Superintendent of Public Instruction Sherri Ybarra proposed unfreezing teacher pay as part of a “no-frills” budget request for next year that wrestles with the ongoing coronavirus pandemic.
For the 2021-22 budget request released Monday, Ybarra is proposing a $2 billion general fund K-12 spending plan that would increase funding by 1.5 percent above the level legislators originally approved for 2021.
The 1.5 percent increase is the smallest percentage increase Ybarra has proposed since first taking office in 2015.
Although it is her most modest request yet, Ybarra wants to direct money to increasing teacher pay and focusing on teacher retention.
“The pandemic has changed many things, including how we deliver instruction to students in many of our schools,” Ybarra said in a written statement. “But what hasn’t changed is the vital need for K-12 students to get the educational opportunities they deserve. And for that, we need dedicated teachers.”
From her budget, Ybarra wants to spend $21.7 million to unfreeze, or restore the career ladder teacher salary allocation program. All told, Ybarra wants to spend $1,035,000,000 for career ladder salaries and benefits. That would be a 4.9 percent increase over current budget levels, the State Department of Education said.
This spring, Gov. Brad Little announced he was implementing 5 percent, across-the-board holdbacks to the 2020-21 budget. He called for freezing the career ladder to realize some of the savings he sought.
Under Ybarra’s 2021-22 budget, movement would resume on the career ladder from one cell to the next for educators, communications director Karlynn Laraway said.
In May, Little estimated the state would save $26.6 million by freezing the career ladder. Ybarra’s $21.7 million proposal to unfreeze teacher pay “is based on a new career ladder data model that includes updated data on teacher and pupil services staff placement on the career ladder,” Laraway said.
Ybarra’s budget request also includes $3.4 million for 2 percent raises for classified staff members.
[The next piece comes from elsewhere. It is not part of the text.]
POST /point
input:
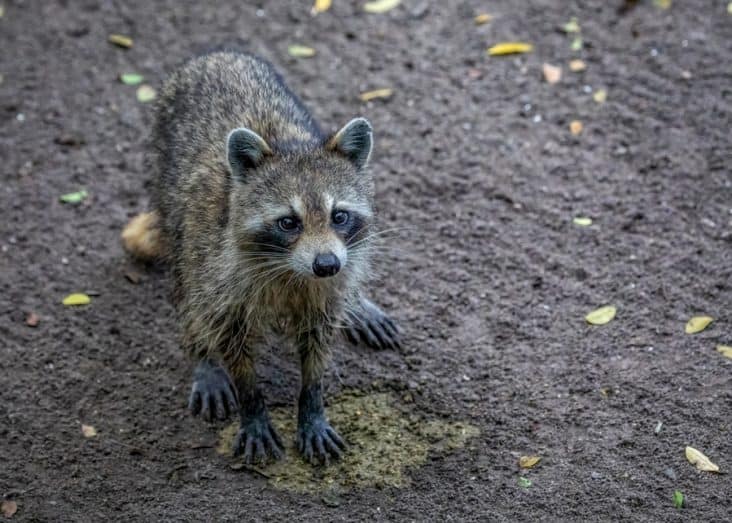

Finally, the proposal calls for increasing discretionary funds (which some school officials call operational funds) by $10.6 million to help cover increases in employees’ health insurance costs.
Ybarra’s budget proposal is just that — a proposal. She won’t officially present it to the Legislature until January or February at the Statehouse. State agency directors submit budget requests to Little and the state by Sept. 1 each year to get the budget process rolling. Ybarra chooses to release her request to the public before the legislative session to add an element of transparency to the budget process, she has said in previous years.
Ybarra’s request won’t be the only proposal on the table for the Legislature.
Little is expected to release his budget proposal and revenue forecast in January in conjunction with his State of the State address and the opening of the 2021 legislative session.
Education is the state’s largest expense each year, with K-12 schools accounting for about 49 percent of general fund spending.